At the military facility I work at this is a non-issue.
At the civilian facilities, my discussion with the admitting doc goes something like..

Me: What floor would you like me to admit them to?"
Admitting Doc: Umm, general medical.
Me: Ok, and would you like inpatient status or observation?
Admitting Doc: as their admitting doc, I appreciate that you are asking me for this determination as it is my responsibility and after lengthy consideration I have decided on...

Well ok, that last line is a bit of a lie. But I do ask the admitting doc to make the determination during my phonecall with them. And in my chart I write "Doc X requested that pt go to tele floor, obs status" or whatever they decide.
 
At first, I used to try and have this discussion.

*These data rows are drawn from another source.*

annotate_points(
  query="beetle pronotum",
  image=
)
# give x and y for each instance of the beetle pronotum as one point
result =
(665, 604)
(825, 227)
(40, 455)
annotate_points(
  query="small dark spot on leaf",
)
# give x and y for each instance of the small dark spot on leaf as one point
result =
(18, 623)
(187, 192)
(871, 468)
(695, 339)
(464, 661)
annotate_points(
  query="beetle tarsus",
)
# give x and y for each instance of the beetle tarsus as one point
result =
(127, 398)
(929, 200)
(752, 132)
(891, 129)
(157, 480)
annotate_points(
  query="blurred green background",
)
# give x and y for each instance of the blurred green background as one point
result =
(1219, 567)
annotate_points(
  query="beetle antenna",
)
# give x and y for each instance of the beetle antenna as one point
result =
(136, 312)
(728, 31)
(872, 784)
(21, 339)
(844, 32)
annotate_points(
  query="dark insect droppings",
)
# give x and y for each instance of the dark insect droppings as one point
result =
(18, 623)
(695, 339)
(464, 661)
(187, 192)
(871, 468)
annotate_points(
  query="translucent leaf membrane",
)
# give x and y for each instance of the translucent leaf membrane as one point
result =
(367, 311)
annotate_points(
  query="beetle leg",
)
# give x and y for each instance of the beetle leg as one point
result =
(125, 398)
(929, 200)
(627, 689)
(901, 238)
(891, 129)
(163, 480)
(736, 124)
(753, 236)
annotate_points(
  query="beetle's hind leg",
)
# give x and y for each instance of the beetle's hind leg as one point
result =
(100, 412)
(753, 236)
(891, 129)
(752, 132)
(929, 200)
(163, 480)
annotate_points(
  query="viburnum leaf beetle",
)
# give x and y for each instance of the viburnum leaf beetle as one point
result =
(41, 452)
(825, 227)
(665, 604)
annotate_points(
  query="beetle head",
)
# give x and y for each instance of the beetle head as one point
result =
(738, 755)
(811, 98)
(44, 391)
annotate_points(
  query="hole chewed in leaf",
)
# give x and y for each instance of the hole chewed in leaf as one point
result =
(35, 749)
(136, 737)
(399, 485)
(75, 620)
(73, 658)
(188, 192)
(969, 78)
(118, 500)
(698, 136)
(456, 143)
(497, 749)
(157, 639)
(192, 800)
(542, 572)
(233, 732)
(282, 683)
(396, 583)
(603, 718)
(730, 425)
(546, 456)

I don't anymore. All this is going to do is encourage people to sign out AMA, thereby increasing my malpractice risk.

I admit almost everyone as obs except for obvious medical train wrecks, big traumas and non laparoscopic surgical candidates. I'm more likely to make someone a full admit after 5 PM (when they are only 7 hours away or less from crossing that first midnight threshhold and there's no chance a specialist is going to see them until the next morning) than I am at 9 or 10 in the morning. It's a lot easier for the inpatient physician to upgrade the admit than it is for someone on the inpatient side to try and downgrade an admit (or so I've heard).

Nobody has complained about this strategy yet.
 
I expect the threat of the government fining me into the Stone Age before I start acquiescing to those types of demands.

They aren't going to have to fine anyone. They're going to get universal compliance with CMS, obamacare, etc - all they have to do is threaten to take away that little DEA card you pay for every few years.
 
I have had several patients ask me about this in the past week whereas I had never had this question before. Was there some sort of 60 minutes documentary or news story I missed? Maybe just growing awareness...

We had commercials about it and it was on the news. I get asked quite often at one location, not as much at another.